Thanks Ika for starting this topic. As I said earlier the music of Powder was recorded much earlier. There is a story behind every piece that was created, of how it evolved through the discussion between me and the music director Vipin Mishra and how we use each music piece and its various stems.
To begin with I'll tell you something about the piece that you like the most - Face To Face.
The idea of the melody of Face To Face came from a small music piece created by R.D. Burman. Yes you read it right, the great music director. In the 1975 film Deewar R.D. Burman created a small piece and used it for a very small moment in a big scene.
Before I tell you which scene, I must tell you why Deewar.
While writing Powder I somewhat wanted to tribute Salim-Javed and their two great scripts - Sholay and Deewar - in a way about the aura that they created around their characters and the doom they were headed towards.
So when it came to picking one music piece that will have a reference to Usmaan and Ansari's past, I asked Vipin to listen to the piece from Dewaar which plays when Amitabh Bachchan and Shashi Kapoor met under the bridge (remember the famous scene that had the dialog Mere Paas Maa Hai). The music piece kicks in after Shahsi Kapoor says Mujrim Bhai Ka Bhes badal ke bol raha hai and stays on roughly for 60 seconds thereafter.

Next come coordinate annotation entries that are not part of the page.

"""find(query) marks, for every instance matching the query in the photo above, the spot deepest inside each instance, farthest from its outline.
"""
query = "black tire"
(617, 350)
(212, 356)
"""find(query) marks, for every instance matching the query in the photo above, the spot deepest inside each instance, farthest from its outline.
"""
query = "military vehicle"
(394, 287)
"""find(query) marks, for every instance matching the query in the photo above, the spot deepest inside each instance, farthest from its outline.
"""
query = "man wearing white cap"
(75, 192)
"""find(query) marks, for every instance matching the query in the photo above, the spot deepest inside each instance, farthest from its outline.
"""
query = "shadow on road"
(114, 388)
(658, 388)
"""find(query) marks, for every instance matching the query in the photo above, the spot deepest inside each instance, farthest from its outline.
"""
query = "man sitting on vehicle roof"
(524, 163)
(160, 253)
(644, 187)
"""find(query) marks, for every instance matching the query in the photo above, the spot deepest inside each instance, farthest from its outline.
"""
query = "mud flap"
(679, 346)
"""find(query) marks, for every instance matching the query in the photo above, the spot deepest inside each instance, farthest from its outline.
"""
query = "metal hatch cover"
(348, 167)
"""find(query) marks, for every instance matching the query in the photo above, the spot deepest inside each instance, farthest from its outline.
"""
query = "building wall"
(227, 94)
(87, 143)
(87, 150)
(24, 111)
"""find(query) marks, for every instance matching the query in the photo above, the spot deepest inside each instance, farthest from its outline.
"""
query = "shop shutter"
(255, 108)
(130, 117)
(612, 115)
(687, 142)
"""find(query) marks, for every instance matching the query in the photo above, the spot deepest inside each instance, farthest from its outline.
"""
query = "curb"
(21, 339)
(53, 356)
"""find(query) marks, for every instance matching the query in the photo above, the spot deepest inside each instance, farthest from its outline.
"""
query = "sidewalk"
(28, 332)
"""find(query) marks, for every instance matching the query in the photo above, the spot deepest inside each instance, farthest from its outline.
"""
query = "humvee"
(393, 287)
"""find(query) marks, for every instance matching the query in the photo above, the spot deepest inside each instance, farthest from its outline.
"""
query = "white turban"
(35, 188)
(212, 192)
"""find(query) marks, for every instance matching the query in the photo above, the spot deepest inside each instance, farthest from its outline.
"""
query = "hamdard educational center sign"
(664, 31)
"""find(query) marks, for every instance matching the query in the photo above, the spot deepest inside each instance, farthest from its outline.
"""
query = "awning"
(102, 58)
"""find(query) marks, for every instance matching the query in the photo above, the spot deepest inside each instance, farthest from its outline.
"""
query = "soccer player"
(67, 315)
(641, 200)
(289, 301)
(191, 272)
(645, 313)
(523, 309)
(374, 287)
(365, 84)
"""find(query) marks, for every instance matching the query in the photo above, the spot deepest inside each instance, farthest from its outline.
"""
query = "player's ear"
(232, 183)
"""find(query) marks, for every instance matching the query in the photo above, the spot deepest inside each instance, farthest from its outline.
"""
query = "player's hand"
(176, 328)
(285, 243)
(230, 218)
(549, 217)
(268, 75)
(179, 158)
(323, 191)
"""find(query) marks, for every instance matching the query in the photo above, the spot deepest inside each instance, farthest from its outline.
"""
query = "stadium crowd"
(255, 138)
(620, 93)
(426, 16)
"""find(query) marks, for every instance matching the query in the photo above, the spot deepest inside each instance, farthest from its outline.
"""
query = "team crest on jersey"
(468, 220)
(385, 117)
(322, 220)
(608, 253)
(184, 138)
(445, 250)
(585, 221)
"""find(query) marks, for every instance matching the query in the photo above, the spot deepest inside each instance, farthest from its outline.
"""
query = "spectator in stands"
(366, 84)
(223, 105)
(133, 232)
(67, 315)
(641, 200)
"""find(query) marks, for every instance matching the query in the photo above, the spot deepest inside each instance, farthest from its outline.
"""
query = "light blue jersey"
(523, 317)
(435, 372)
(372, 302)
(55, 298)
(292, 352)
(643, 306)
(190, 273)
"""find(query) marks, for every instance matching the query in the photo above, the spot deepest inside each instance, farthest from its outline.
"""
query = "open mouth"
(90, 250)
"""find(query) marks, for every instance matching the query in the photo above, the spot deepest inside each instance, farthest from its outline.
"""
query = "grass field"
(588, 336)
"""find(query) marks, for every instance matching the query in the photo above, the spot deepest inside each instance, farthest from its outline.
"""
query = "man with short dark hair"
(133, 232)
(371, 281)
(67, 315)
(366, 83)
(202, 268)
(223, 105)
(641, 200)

I asked Vipin to create the same texture of past. The same of late seventies. Around the time when Usmaan and Ansari would have juts started out, when they were young in their respective fields, a time where they hadn't met. They would meet 10 years later. But their formative years lay back in late seventies, the peak of gold and electronic smuggling. Apart from the texture of seventies, the piece also had tragedy and feel of drifting apart, mood of differences creeping in.
Vipin studied the piece and came with an original melody, which in a note or two makes a fleeting reference to the original.
If you hear Face To Face from the audio file and Deewar's piece you will understand the creation at play.